I'm pleased to report that this week I have mastered the fundamentals of TIG welding aluminium, so ending several years of doubt that a) I had a welder sophisticated enough to achieve a decent result - I discover mine is a pulse machine - and, b) having done years of TIG welding, I knew more or less what I should be doing. I've successfully added extensions to box and channel section pieces that I managed to cut to the wrong lengths (don't ask).
Before things went well enough to give me confidence, another chum popped into the workshop and spotted immediately that, despite knowing and checking beforehand, I had the polarity the wrong way round. After making a few adjustments to the dials, he then demonstrated a perfect weld on the ΒΌ" thick section that I was causing to look somewhat distressed.
I had had my doubts about the capacity of the machine to penetrate properly, but this shot down one of the box sections showed that all was well, and I completed the twelve extension pieces without blowing holes in anything - the thickness of the material helps the amateur no end.
In amongst all this I had to make up a new exhaust for Learned Counsel's Locost; he's at Silverstone this weekend and I hope it doesn't fall apart. I had only 0.9 steel sheet of dubious quality (lead and other contaminants) to work with that was impossible to TIG, so used the Mig, tacking as I went until all the gaps were filled.
Good news from Slovakia; the Hillman completed its first 60kms and its new owner is delighted. He probably drives it harder than I ever did.
The Morris Six starter motor fandango proved to be more of a challenge than I had anticipated. It's now complete and ready to install, but I wasn't able to apply the special glue to the centre barrel with any certainty. It was always going to be a very tight press-fit, so tight that the barrel pushed the glue out as it progressed through the rubber. Vulcanising is the only sensible way to do the job (and I have a book on the shelf detailing the process) but as a stopgap, I trickled very thin superglue around the edges which by capillary action, I hope will work well enough for a get-you-home spare. I've used this method before and it had some temporary success.

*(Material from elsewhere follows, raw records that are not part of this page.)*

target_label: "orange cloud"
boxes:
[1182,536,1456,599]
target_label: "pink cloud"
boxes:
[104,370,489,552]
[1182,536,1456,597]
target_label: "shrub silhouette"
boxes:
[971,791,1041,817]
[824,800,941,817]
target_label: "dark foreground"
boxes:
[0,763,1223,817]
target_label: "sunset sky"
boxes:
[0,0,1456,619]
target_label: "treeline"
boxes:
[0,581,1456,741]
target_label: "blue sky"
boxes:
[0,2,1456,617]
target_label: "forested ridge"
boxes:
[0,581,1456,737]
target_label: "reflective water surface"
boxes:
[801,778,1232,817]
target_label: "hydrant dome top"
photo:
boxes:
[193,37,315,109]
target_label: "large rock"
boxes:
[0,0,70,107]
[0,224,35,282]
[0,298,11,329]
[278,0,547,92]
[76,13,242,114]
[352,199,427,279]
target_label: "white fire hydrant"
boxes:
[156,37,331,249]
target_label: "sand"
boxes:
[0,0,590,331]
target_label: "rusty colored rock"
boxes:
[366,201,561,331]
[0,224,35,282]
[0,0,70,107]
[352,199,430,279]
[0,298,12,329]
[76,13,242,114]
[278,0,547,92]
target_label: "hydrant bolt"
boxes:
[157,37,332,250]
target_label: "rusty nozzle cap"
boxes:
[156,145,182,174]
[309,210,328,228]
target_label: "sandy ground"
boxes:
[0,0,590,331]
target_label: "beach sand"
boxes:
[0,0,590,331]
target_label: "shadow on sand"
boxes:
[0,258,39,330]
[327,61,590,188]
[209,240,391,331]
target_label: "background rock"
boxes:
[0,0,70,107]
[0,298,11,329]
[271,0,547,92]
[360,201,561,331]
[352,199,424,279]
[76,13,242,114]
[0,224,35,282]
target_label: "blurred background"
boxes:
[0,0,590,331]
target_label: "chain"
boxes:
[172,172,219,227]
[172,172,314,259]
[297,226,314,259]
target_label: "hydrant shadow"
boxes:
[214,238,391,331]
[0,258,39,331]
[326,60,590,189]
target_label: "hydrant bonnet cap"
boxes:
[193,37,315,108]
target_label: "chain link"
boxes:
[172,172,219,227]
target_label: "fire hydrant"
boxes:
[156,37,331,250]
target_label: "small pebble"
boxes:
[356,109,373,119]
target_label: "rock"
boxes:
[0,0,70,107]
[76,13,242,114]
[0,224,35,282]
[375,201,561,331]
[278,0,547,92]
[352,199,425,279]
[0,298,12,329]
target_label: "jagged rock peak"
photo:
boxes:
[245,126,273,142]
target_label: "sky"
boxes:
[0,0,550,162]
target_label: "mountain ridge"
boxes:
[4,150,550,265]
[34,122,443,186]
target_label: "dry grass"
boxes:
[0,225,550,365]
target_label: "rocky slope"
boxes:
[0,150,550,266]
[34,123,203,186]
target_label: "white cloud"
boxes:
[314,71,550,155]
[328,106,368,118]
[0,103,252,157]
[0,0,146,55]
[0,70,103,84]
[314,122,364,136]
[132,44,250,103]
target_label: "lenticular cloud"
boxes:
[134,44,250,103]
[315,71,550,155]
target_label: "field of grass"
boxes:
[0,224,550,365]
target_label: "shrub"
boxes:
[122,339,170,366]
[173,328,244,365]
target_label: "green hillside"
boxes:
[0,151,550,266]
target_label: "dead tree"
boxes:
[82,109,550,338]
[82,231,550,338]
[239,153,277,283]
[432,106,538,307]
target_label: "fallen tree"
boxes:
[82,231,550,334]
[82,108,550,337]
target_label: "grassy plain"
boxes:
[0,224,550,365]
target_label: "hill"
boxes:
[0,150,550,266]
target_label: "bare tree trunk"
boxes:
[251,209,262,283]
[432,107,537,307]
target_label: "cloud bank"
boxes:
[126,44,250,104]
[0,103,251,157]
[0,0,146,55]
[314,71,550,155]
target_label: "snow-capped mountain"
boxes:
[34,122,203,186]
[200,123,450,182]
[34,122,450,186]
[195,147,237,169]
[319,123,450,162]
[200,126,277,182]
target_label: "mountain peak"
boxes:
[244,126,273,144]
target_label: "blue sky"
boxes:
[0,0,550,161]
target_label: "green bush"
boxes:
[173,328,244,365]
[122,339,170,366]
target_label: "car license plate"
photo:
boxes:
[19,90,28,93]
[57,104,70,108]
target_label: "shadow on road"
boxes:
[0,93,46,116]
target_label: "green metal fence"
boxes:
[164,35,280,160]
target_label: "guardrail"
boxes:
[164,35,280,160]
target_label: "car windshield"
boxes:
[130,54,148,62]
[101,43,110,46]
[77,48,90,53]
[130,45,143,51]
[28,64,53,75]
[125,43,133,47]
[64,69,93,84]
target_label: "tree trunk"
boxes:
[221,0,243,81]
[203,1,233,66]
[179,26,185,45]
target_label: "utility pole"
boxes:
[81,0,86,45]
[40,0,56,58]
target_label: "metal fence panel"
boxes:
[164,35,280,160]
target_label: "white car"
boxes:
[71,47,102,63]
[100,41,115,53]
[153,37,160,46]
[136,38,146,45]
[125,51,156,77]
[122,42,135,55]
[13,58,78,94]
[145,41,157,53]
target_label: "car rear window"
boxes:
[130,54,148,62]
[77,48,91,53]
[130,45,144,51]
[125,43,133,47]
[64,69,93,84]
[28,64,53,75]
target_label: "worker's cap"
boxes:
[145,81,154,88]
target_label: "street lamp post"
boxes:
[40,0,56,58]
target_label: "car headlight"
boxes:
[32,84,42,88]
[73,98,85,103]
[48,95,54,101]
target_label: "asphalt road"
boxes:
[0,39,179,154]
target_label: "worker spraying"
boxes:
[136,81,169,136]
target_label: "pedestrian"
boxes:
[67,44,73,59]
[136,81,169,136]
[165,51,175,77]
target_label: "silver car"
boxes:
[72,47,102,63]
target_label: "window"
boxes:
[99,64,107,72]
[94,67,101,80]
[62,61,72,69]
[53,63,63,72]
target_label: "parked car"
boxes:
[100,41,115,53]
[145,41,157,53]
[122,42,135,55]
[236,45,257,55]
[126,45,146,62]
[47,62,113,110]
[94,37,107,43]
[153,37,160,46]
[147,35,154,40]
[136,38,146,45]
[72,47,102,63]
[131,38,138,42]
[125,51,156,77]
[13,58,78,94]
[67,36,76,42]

After fitting a new exhaust pipe gasket to The Great Collector's MkVI Bentley, I had a whizz around the field in it. I'd never driven it before and found it extremely light, responsive, and comfortable. Perhaps parking might be heavier work, but I was impressed, and its colour scheme sets it off nicely.
From the mid-70's to just recently, The Other Wright Brother has been involved in hand printing textiles and wallpaper. I've dipped in and out of the business over the years; printing, colour-matching and so forth, and helping design and build any amount of specialist machines when such things were needed. We've built several print tables (see 'With Cook to the Seaside' Oct 2013) and adapted equipment from other industries to fulfil specific needs.
The Company has been bought by a French concern and they've scrapped most of the equipment we'd built over decades - it's theirs now and they'll do with it what they will - and commissioned three new textile tables (totalling 80 metres) to fill the space left by the exiting wallpaper equipment. Here we go again.